In an optional implementation manner of this embodiment, the method further includes the following steps:

receiving a target language configured by a user;

In this optional implementation manner, the user may configure a target language for the display device through the client, and when the text content in the received virtual information is not matched with the target language configured by the user, the text content in the virtual information may be translated into target content corresponding to the target language, and then displayed on the display device. In this way, the display device may be adapted to target users using any language.

In some embodiments, a user may set a language category on a display device or a user device interacting with the display device, such as a mobile phone, that is, multiple selectable language categories may be preset on the display device, the user may select a corresponding category according to a language familiar to the user, and the display device automatically translates text content into the language category selected by the user when the text content in the received virtual information is inconsistent with the language category selected by the user.

In other embodiments, the user may also wear a headset, and the virtual information is displayed on the display device while the corresponding voice data is played on the headset. The user may also set language categories on the headset, and when the received voice data is inconsistent with the selected language category, the voice data may be automatically translated into the language category selected by the user. Of course, it is understood that the process of automatic translation may be completed at the server side, after the user selects the configured language category through the headset, the headset sends the configured language category to the server, and the server may translate the voice data into the voice corresponding to the configured language category and send the voice to the headset during the use process.

Fig. 3 shows a flow chart of a data processing method according to yet another embodiment of the present disclosure. As shown in fig. 2, the data processing method includes the steps of:

in step S301, acquiring voice data acquired by the voice acquisition unit;

in step S302, processing the voice data to obtain virtual information, where the virtual information includes text content corresponding to the voice data;

in step S303, the virtual information is output to the display unit to display the virtual information on the display unit.

In this embodiment, the data processing method may be implemented on a display device, for example, an AR display device. The display device may include a voice acquisition unit and a display unit. The speech acquisition unit may be, for example, a microphone array. The display device may be glasses, and the display unit may be disposed on the glasses. In the using process of the display device, the voice acquisition unit can acquire voice data in the surrounding environment in real time and output the acquired voice data to the processing unit on the display device, the processing unit processes the voice data to obtain virtual information, the virtual information can include text content corresponding to the voice data, and the virtual information is output to the display unit and then displayed. The capture area and the user area may be predetermined, for example, the capture area may be an area where a target object outputting a voice is located, and the user area may be an area where an object receiving a voice is located.

A user may view information in the environment, such as people, objects, scenes, etc., through a display unit on the display device. When a user views information in the environment through the display unit, the virtual information can be displayed in a superimposed mode within the sight range of the user. For example, when a user wears glasses to watch a stage performance, the voice of the stage performer can be superimposed and displayed in a stage scene watched by the user through the glasses.

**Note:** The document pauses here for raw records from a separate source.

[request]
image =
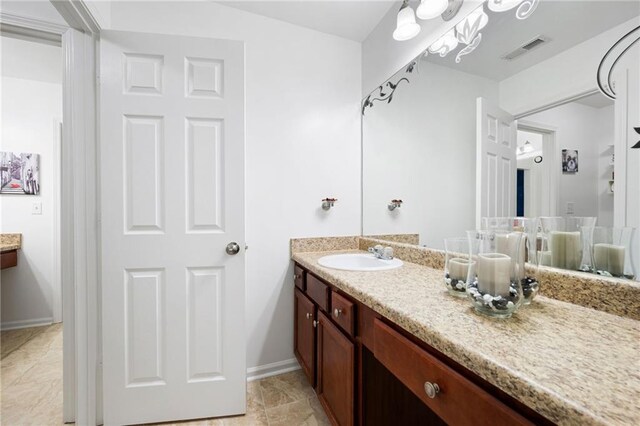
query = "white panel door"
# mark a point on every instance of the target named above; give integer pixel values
(496, 164)
(172, 184)
(626, 208)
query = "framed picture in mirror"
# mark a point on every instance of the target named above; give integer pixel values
(569, 161)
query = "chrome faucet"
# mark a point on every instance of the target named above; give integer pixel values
(384, 253)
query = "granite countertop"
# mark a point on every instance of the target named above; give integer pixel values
(572, 364)
(10, 242)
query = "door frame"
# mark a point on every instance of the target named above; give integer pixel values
(79, 237)
(551, 158)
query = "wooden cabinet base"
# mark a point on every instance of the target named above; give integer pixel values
(370, 372)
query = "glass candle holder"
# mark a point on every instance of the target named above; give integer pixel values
(611, 251)
(458, 265)
(495, 289)
(565, 242)
(528, 250)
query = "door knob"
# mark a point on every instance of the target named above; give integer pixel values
(232, 248)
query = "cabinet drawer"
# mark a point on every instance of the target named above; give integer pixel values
(459, 401)
(318, 292)
(343, 313)
(9, 259)
(298, 277)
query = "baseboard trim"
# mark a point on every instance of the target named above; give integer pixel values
(36, 322)
(273, 369)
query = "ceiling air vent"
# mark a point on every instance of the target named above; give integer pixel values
(527, 47)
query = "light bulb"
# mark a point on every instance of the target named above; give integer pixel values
(430, 9)
(444, 44)
(406, 28)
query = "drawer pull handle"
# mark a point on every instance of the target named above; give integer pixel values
(431, 389)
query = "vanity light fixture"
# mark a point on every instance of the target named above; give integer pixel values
(430, 9)
(444, 44)
(406, 26)
(467, 32)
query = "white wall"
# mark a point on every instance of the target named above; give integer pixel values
(560, 77)
(421, 148)
(302, 145)
(582, 128)
(604, 121)
(382, 56)
(31, 101)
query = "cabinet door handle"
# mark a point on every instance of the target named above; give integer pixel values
(431, 389)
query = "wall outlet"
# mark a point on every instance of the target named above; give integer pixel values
(571, 207)
(36, 208)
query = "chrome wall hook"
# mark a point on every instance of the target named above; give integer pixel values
(327, 203)
(394, 204)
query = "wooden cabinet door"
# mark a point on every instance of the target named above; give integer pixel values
(304, 334)
(336, 372)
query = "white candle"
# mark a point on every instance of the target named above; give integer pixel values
(494, 273)
(566, 249)
(545, 258)
(573, 251)
(610, 258)
(507, 244)
(459, 268)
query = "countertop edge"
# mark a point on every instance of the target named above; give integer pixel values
(540, 399)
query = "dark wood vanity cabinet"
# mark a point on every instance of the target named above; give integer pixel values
(305, 334)
(368, 371)
(325, 352)
(336, 372)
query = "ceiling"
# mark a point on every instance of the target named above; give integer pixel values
(351, 19)
(597, 100)
(565, 23)
(38, 9)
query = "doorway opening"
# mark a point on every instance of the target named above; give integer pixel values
(30, 224)
(581, 183)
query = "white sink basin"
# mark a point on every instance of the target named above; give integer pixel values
(358, 262)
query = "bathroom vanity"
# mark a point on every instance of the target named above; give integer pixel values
(392, 347)
(9, 246)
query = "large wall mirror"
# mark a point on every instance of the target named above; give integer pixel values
(537, 78)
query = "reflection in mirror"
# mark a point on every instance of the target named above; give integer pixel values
(515, 127)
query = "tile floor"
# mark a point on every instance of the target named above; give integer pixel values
(31, 376)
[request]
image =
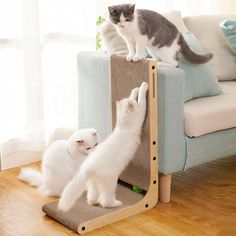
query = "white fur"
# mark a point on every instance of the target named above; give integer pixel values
(137, 43)
(61, 162)
(100, 171)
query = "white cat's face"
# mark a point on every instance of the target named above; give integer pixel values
(127, 110)
(121, 15)
(84, 140)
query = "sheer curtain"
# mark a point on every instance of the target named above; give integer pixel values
(39, 41)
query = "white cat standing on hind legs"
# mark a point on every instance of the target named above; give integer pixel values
(100, 171)
(61, 161)
(144, 29)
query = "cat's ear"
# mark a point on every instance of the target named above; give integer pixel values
(111, 10)
(80, 142)
(131, 8)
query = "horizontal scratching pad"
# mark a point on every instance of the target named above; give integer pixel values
(82, 212)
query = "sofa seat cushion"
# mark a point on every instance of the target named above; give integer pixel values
(207, 30)
(210, 114)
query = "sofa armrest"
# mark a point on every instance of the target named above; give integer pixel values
(172, 148)
(94, 106)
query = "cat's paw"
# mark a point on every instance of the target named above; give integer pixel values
(92, 202)
(144, 86)
(134, 93)
(64, 205)
(129, 57)
(137, 57)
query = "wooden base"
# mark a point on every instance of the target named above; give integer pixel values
(164, 188)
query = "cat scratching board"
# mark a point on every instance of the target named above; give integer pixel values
(142, 171)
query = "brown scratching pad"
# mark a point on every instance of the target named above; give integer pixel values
(142, 171)
(124, 79)
(83, 212)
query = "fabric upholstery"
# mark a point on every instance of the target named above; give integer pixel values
(228, 28)
(200, 80)
(206, 28)
(206, 115)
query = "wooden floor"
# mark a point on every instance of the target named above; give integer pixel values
(203, 203)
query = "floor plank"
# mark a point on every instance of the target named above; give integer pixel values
(203, 202)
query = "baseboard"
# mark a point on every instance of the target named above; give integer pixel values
(18, 159)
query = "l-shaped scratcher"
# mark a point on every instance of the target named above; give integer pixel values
(142, 171)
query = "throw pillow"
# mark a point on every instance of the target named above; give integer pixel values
(200, 81)
(228, 28)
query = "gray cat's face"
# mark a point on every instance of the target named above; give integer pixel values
(121, 14)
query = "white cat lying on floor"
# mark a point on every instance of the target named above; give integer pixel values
(100, 171)
(61, 161)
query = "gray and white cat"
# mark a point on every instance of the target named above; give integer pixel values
(100, 171)
(61, 161)
(145, 29)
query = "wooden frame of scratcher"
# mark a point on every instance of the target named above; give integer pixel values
(123, 77)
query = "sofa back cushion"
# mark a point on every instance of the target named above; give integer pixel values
(206, 28)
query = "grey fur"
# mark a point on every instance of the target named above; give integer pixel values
(158, 28)
(154, 25)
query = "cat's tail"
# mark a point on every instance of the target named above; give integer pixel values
(190, 55)
(31, 176)
(73, 190)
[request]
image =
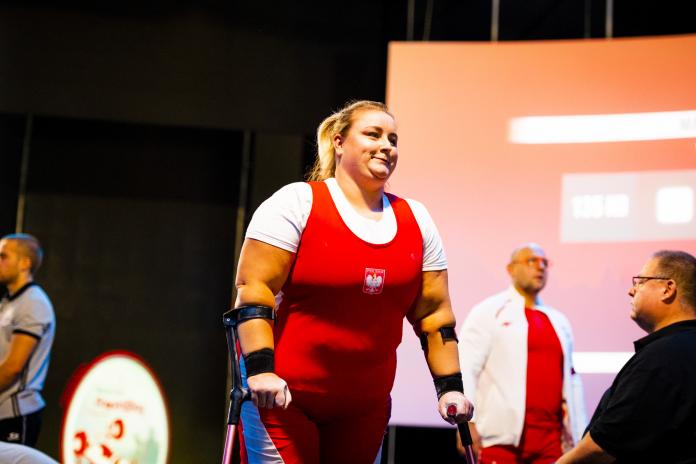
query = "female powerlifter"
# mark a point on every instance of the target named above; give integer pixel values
(342, 263)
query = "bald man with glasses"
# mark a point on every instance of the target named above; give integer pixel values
(516, 358)
(649, 412)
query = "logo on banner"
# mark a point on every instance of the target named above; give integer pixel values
(374, 281)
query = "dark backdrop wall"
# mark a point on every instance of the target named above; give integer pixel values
(143, 119)
(138, 226)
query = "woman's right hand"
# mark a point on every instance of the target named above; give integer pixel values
(269, 391)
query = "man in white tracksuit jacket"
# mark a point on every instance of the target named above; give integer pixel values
(510, 343)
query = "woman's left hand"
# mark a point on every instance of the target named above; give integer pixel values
(464, 408)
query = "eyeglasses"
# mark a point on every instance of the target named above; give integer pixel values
(534, 261)
(639, 280)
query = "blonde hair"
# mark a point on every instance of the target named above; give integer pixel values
(29, 246)
(338, 123)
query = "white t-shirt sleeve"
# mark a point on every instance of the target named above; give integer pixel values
(434, 258)
(281, 219)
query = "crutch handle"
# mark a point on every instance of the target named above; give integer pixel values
(464, 435)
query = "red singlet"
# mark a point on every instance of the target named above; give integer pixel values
(337, 329)
(541, 436)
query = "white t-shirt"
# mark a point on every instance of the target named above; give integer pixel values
(281, 219)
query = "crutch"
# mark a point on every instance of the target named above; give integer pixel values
(465, 435)
(238, 394)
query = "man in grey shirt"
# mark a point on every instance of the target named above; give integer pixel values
(27, 327)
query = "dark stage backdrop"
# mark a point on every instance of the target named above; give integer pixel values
(138, 225)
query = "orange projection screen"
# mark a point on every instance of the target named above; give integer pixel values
(586, 147)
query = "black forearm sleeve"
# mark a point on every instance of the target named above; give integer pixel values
(259, 361)
(448, 383)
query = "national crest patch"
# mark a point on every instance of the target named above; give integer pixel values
(374, 281)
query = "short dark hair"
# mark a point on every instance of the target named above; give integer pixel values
(681, 267)
(30, 247)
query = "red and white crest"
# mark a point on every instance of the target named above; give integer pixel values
(374, 281)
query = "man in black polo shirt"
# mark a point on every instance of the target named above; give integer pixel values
(648, 415)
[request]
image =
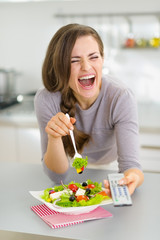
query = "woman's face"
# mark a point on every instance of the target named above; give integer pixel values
(86, 71)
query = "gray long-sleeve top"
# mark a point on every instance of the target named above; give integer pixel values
(111, 121)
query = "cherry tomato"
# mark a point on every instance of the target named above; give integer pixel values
(103, 193)
(51, 191)
(73, 187)
(91, 186)
(82, 197)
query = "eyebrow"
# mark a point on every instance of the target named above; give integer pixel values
(88, 55)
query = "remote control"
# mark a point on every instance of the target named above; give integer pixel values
(120, 193)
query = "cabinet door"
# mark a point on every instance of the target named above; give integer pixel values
(8, 147)
(29, 149)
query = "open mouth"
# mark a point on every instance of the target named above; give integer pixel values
(87, 81)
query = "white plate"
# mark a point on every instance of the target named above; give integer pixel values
(68, 210)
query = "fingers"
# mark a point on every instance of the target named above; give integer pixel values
(107, 187)
(59, 125)
(131, 181)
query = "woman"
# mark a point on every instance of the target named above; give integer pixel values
(103, 113)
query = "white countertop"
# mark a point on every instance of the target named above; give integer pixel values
(140, 221)
(21, 115)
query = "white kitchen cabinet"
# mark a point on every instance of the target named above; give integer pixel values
(8, 146)
(20, 144)
(150, 151)
(28, 141)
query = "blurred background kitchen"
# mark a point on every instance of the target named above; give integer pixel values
(131, 34)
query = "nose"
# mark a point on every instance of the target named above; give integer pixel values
(85, 65)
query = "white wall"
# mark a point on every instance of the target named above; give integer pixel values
(26, 29)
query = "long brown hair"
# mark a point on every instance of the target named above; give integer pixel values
(56, 73)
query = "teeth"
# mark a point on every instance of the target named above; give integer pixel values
(87, 77)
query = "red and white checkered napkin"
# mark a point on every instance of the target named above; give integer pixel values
(56, 220)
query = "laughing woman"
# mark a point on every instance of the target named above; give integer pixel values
(103, 112)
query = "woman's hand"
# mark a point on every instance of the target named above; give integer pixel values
(133, 178)
(59, 125)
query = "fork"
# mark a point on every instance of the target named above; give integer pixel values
(77, 155)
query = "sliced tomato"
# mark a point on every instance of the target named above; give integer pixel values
(90, 186)
(82, 197)
(73, 187)
(103, 193)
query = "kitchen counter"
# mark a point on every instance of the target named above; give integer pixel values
(140, 221)
(19, 115)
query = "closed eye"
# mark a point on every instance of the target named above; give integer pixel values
(73, 61)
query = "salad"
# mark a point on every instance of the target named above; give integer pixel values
(79, 164)
(75, 194)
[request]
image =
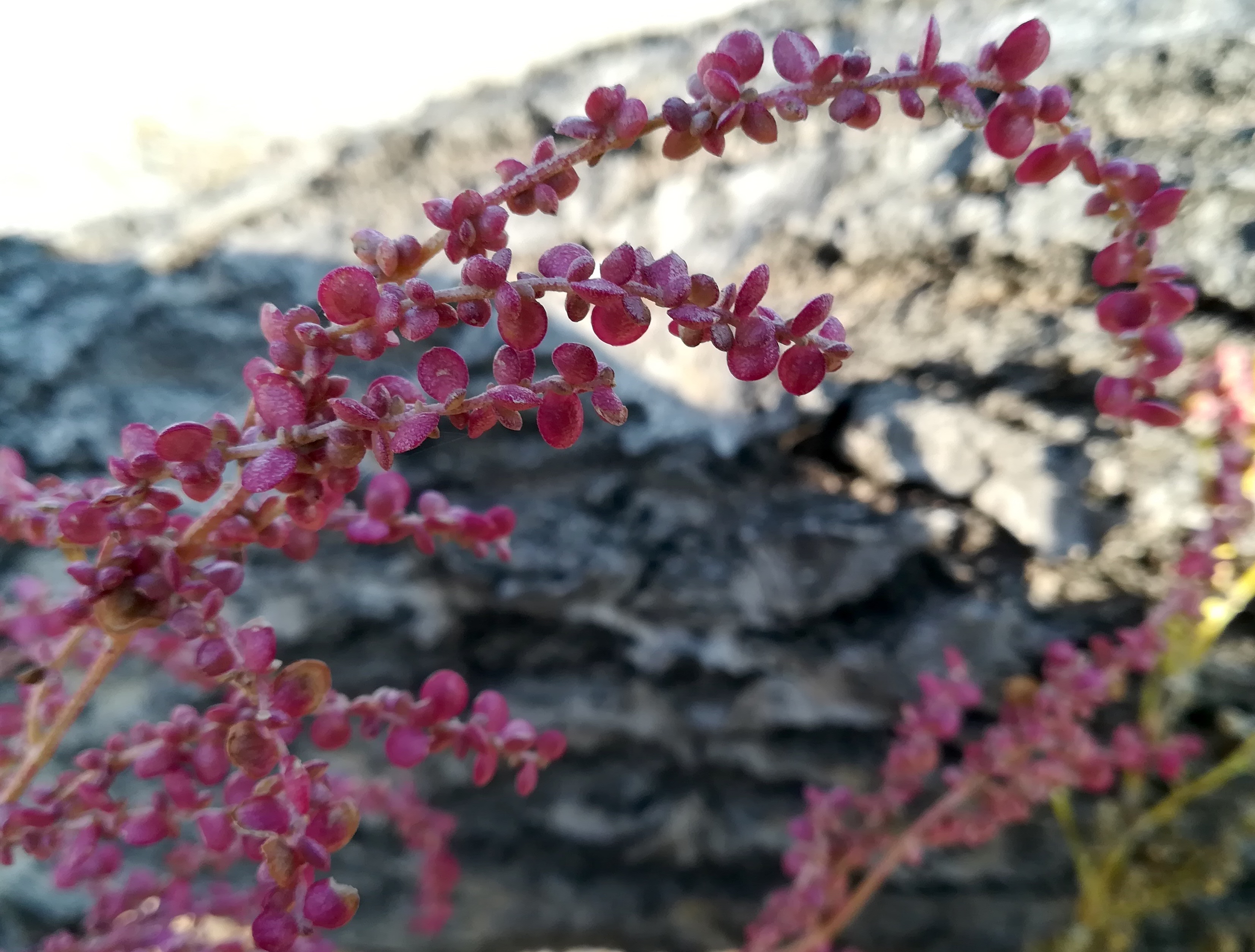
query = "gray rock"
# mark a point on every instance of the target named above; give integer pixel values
(730, 597)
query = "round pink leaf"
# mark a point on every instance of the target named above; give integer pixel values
(514, 397)
(577, 363)
(348, 295)
(1025, 49)
(512, 367)
(413, 431)
(442, 372)
(397, 386)
(526, 328)
(82, 523)
(560, 419)
(801, 369)
(609, 407)
(746, 50)
(812, 315)
(755, 350)
(795, 57)
(280, 400)
(269, 470)
(557, 261)
(614, 326)
(184, 442)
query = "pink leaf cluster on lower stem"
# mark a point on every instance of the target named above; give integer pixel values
(1041, 743)
(151, 575)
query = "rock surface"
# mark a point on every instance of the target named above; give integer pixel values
(731, 596)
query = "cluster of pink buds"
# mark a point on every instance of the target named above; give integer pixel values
(150, 577)
(848, 843)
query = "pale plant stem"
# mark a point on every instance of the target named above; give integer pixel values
(37, 757)
(870, 885)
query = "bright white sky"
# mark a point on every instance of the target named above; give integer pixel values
(79, 77)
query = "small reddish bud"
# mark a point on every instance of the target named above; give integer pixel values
(302, 687)
(329, 905)
(1056, 104)
(334, 824)
(275, 931)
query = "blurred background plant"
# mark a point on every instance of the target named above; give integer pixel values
(955, 490)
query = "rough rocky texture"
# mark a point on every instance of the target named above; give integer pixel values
(731, 596)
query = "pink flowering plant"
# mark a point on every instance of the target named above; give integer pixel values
(156, 547)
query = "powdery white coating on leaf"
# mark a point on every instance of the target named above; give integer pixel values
(442, 372)
(615, 328)
(184, 442)
(525, 328)
(413, 431)
(577, 363)
(801, 369)
(348, 294)
(269, 470)
(280, 400)
(560, 419)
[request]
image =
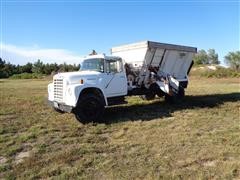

Through the embodiment of the disclosure, the collected voice can be converted into the text content in real time by using the display equipment, and the virtual information including the text content is displayed to the user, so that the user can watch the text content corresponding to the voice data sent by the object in the environment through the display equipment while watching the information in the environment. The embodiment combines the virtual display technology and the voice recognition technology, so that the technical problem that some special scenes and/or hearing-impaired people cannot accurately receive voice information when watching the field information such as performances and the like is solved.

In an optional implementation manner of this embodiment, step S302, namely, the step of processing the voice data to obtain the virtual information, further includes the following steps:

preprocessing the voice data;

In an optional implementation manner of this embodiment, the display device includes an image capturing unit, and step S302 is to output the virtual information to the display unit to display the virtual information on the display unit, and further includes the following steps:

acquiring image data acquired by the image acquisition unit in real time;

and outputting the display image to the display unit for displaying.

In this optional implementation, the display device further includes an image acquisition unit, such as a monocular camera or a monocular camera. The image acquisition unit is used for acquiring image data in the environment in real time, and the image data can be a two-dimensional image or a three-dimensional image. After the processing unit obtains the corresponding virtual information by using the voice data acquired by the voice acquisition unit, the processing unit can perform computer rendering on the text content and the image data in the virtual information to obtain a display image, so that the text content is displayed on the image data in an overlapping manner, and the display image is displayed on the display unit. It will be appreciated that other virtual information may also be superimposed on the image data if desired.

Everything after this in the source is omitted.